Archived-At: <https://mailarchive.ietf.org/arch/msg/i18ndir/Sxjn0gGDatPCGJLoJ6kbKUUDKio>
Subject: Re: [I18ndir] [art] Fwd: New Version Notification for draft-bray-unichars-04.txt
X-BeenThere: i18ndir@ietf.org
X-Mailman-Version: 2.1.39
Precedence: list
List-Id: Internationalization Directorate <i18ndir.ietf.org>
List-Unsubscribe: <https://www.ietf.org/mailman/options/i18ndir>, <mailto:i18ndir-request@ietf.org?subject=unsubscribe>
List-Archive: <https://mailarchive.ietf.org/arch/browse/i18ndir/>
List-Post: <mailto:i18ndir@ietf.org>
List-Help: <mailto:i18ndir-request@ietf.org?subject=help>
List-Subscribe: <https://www.ietf.org/mailman/listinfo/i18ndir>, <mailto:i18ndir-request@ietf.org?subject=subscribe>
X-List-Received-Date: Mon, 18 Sep 2023 20:31:53 -0000

On Mon, Sep 18, 2023 at 1:17 PM Asmus Freytag <asmusf@ix.netcom.com> wrote:

> On 9/18/2023 11:09 AM, Rob Sayre wrote:
>
> On Mon, Sep 18, 2023 at 10:51 AM Rob Sayre <sayrer@gmail.com> wrote:
>
>> On Mon, Sep 18, 2023 at 7:05 AM Manger, James <James.H.Manger=
>> 40team.telstra.com@dmarc.ietf.org> wrote:
>>
>>> For understandable reasons, JSON supports both *(%x0-D7FF /
>>> %xE000-10FFFF) and *(%x0-FFFF) (arbitrary 16-bit data) as models for the
>>> logical strings it can represent.
>>>
>>
>> ECMA-404 is clear: "JSON syntax describes a sequence of Unicode code
>> points." and the discrepancy between this text and RFC8259 is what
>> motivated this document. The document also seems to fairly clearly
>> recommend against using this production if you can help it.
>>
>
> Perhaps this document should reference <
> https://unicode.org/reports/tr17/#Strings> (note authors), which covers
> similar territory.
>
> Thanks for noticing.
>
> The need for transient states that are discoverable (that is, not fully
> encapsulated) is a big reason why many specs are not tighter.
>
> However, there are points in a protocol where strings aren't in a
> transient processing state, and here the full restrictions should apply
> (and be specified).
>
Yes. The problem here is that JSON can transmit stuff resembling these:
"For example, strings in Java, C#, or ECMAScript are Unicode 16-bit
strings, but are not necessarily well-formed UTF-16 sequences." I also
mentioned it because it says "A string data type is simply a sequence of
code units.", which matches ECMA-404 pretty well.

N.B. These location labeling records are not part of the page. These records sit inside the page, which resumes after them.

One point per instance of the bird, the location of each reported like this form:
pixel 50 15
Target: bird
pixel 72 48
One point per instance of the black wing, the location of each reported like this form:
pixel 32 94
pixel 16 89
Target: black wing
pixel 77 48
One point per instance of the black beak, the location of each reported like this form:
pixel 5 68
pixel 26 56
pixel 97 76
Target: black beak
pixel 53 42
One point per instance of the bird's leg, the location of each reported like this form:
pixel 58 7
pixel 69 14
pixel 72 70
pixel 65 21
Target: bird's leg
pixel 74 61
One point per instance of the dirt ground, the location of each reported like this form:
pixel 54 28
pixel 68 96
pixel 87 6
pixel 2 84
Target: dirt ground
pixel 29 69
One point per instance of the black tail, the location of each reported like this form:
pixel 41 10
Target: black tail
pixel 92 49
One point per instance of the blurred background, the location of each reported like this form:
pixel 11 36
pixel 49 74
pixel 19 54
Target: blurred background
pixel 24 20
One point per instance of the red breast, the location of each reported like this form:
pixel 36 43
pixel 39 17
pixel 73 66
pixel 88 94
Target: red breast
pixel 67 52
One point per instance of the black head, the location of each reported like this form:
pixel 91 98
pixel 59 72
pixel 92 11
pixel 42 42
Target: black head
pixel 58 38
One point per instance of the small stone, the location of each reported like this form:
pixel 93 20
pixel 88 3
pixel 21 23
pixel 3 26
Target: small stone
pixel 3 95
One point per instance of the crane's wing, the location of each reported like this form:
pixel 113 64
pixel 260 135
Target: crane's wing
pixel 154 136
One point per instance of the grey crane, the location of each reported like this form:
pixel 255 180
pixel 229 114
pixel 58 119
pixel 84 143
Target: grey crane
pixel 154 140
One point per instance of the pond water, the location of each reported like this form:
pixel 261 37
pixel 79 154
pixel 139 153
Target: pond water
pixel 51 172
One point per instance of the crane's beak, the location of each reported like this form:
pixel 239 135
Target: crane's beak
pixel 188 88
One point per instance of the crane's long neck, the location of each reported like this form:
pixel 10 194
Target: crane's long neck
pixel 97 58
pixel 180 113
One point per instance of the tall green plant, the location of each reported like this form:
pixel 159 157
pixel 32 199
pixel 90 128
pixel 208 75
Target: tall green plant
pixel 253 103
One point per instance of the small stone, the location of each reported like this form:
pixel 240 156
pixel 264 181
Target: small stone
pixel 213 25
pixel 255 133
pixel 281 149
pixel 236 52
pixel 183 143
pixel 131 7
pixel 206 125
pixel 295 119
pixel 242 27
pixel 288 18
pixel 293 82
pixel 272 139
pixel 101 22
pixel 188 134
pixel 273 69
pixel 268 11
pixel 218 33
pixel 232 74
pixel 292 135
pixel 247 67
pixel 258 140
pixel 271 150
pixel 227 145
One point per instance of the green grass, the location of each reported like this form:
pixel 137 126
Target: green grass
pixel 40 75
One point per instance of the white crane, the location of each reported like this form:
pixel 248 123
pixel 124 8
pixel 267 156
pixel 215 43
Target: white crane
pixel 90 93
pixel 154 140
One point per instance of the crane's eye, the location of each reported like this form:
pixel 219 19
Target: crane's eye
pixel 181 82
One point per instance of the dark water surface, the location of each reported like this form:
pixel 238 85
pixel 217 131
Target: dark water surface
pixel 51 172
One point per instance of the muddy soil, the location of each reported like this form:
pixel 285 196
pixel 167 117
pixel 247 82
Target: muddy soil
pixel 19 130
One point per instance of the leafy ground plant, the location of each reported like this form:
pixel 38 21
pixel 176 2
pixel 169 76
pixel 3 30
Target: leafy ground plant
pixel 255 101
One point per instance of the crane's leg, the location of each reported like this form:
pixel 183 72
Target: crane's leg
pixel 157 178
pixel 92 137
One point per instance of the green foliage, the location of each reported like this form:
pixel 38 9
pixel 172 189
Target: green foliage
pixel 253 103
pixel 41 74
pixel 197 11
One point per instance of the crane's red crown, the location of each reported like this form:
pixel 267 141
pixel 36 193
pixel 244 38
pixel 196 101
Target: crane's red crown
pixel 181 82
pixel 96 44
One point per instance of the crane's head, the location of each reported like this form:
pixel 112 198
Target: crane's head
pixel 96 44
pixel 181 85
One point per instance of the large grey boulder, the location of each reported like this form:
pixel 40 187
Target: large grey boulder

Here, the distinction between "string" and UTF-8/UTF-16/UTF-32 is clearly
drawn. To use James' example:

---

It does not make sense for a spec to define:
  unicode-code-point = %x0-10FFFF
  string = *unicode-code-point

---

It seems to me that TR17 defines "string" this way. Which is not to say
that I recommend sending these things over the internet, just that it can
happen. I think the draft does a decent job discouraging this one, but I
guess it will have to be yet clearer.

thanks,
Rob